En 1852, des soldats des garnisons de Paris et d'autres garnisons importantes sont quotidiennement hospitalisés pour des affections intestinales dues à l'altération du pain de munition. Une commission d'enquête diligentée par le ministre de la Guerre conclut que le pain de munition dégoûte les hommes dans toutes les casernes, car une poussière rougeâtre et fétide en émane. L'origine de l'altération est une « végétation de cryptogames rouges dont les germes se trouvent dans le son et qui tirent leur aliment du pain lui-même[5] ». Le développement de cette moisissure est fonction de l'humidité et de la chaleur, or la température s'était élevée jusqu'à 40 °C dans les baraquements de Paris et, de plus, on recouvrait alors le pain de munition avec du son. Un décret est pris en 1853 et la composition exclut le mélange de seigle ou d'orge au profit du seul blé tendre bluté au taux d'extraction de 20 kg de son pour 100 kg de farine brute.
Le pain de munition comprend alors deux rations de 750 g ; une vérification du poids est effectuée de manière aléatoire et les pains de moins de 1 450 g sont exclus de la distribution. Il doit être de forme ronde avec quatre baisures maximum, bien cuit mais non brulé, de saveur agréable et sans odeur de levain ou de poussière ; il doit être proche par l'aspect et le gout de celui qu'on achète dans le civil, mais on le distribue rassis de 16 à 24 heures.

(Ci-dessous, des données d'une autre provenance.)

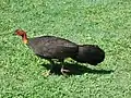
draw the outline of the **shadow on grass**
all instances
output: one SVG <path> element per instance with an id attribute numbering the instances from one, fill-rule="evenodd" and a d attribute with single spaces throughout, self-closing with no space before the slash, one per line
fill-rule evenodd
<path id="1" fill-rule="evenodd" d="M 41 64 L 45 66 L 47 70 L 49 70 L 50 65 L 49 64 Z M 110 74 L 114 71 L 112 70 L 92 70 L 87 66 L 81 65 L 81 64 L 71 64 L 71 63 L 64 63 L 64 69 L 69 70 L 70 72 L 66 73 L 68 75 L 82 75 L 84 73 L 93 73 L 93 74 Z M 61 75 L 61 65 L 60 64 L 55 64 L 51 73 Z"/>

Outre le pain de munition, les militaires français fabriquent du « pain biscuité » (mi-pain de munition, mi-biscuit de mer), du « pain de soupe » qui doit être payé par le soldat et du « pain d'hôpital », de pur froment et bien cuit, dont la ration de 750 g s'appelle « portion ».
Le pain de munition fait 10 onces de moins qu'en France mais, par compensation, la ration de viande est plus élevée.